The phase 3 trial of the RTS,S/AS01 malaria vaccine candidate showed modest efficacy of the vaccine against Plasmodium falciparum malaria, but was not powered to assess mortality endpoints. Impact projections and cost-effectiveness estimates for longer timeframes than the trial follow-up and across a range of settings are needed to inform policy recommendations. We aimed to assess the public health impact and cost-effectiveness of routine use of the RTS,S/AS01 vaccine in African settings.

Methods

We compared four malaria transmission models and their predictions to assess vaccine cost-effectiveness and impact. We used trial data for follow-up of 32 months or longer to parameterise vaccine protection in the group aged 5–17 months. Estimates of cases, deaths, and disability-adjusted life-years (DALYs) averted were calculated over a 15 year time horizon for a range of levels of Plasmodium falciparum parasite prevalence in 2–10 year olds (PfPR_2–10; range 3–65%).
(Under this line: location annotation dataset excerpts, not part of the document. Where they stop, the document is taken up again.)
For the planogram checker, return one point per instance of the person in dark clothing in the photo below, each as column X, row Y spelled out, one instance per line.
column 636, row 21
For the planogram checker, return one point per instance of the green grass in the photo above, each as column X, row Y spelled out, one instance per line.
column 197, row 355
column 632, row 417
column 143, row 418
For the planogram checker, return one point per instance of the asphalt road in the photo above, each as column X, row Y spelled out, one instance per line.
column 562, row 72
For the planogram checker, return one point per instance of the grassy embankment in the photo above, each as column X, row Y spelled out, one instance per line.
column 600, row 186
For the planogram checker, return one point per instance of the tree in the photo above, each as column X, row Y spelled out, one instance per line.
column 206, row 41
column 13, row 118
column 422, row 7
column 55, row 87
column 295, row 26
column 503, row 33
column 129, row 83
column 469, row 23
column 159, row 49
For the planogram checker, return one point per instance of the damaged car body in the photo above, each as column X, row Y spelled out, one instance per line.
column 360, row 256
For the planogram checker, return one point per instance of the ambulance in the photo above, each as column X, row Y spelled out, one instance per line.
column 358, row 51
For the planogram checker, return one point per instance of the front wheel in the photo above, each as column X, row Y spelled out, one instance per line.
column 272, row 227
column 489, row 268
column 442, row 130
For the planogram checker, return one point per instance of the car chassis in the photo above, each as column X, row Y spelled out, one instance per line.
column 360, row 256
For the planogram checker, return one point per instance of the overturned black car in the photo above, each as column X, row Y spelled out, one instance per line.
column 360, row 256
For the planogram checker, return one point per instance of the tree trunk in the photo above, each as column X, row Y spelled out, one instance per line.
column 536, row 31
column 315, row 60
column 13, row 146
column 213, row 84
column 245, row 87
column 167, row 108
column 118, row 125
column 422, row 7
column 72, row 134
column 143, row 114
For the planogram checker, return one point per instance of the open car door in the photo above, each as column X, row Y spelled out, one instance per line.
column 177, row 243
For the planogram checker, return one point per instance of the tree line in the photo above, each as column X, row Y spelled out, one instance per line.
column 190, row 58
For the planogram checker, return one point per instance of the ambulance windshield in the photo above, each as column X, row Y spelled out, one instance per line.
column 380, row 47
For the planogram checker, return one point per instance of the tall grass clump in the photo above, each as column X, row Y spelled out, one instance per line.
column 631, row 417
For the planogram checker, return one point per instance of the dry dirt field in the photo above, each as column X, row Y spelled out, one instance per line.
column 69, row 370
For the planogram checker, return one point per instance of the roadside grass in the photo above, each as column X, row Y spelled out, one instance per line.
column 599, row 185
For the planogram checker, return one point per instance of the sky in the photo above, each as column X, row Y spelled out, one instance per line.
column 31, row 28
We considered two vaccine schedules: three doses at ages 6, 7·5, and 9 months (three-dose schedule, 90% coverage) and including a fourth dose at age 27 months (four-dose schedule, 72% coverage). We estimated cost-effectiveness in the presence of existing malaria interventions for vaccine prices of US$2–10 per dose.

Findings

In regions with a PfPR_2–10 of 10–65%, RTS,S/AS01 is predicted to avert a median of 93 940 (range 20 490–126 540) clinical cases and 394 (127–708) deaths for the three-dose schedule, or 116 480 (31 450–160 410) clinical cases and 484 (189–859) deaths for the four-dose schedule, per 100 000 fully vaccinated children. A positive impact is also predicted at a PfPR_2–10 of 5–10%, but there is little impact at a prevalence of lower than 3%. At $5 per dose and a PfPR_2–10 of 10–65%, we estimated a median incremental cost-effectiveness ratio compared with current interventions of $30 (range 18–211) per clinical case averted and $80 (44–279) per DALY averted for the three-dose schedule, and of $25 (16–222) and $87 (48–244), respectively, for the four-dose schedule. Higher ICERs were estimated at low PfPR_2–10 levels.

Interpretation

We predict a significant public health impact and high cost-effectiveness of the RTS,S/AS01 vaccine across a wide range of settings. Decisions about implementation will need to consider levels of malaria burden, the cost-effectiveness and coverage of other malaria interventions, health priorities, financing, and the capacity of the health system to deliver the vaccine.

Funding

PATH Malaria Vaccine Initiative; Bill & Melinda Gates Foundation; Global Good Fund; Medical Research Council; UK Department for International Development; GAVI, the Vaccine Alliance; WHO.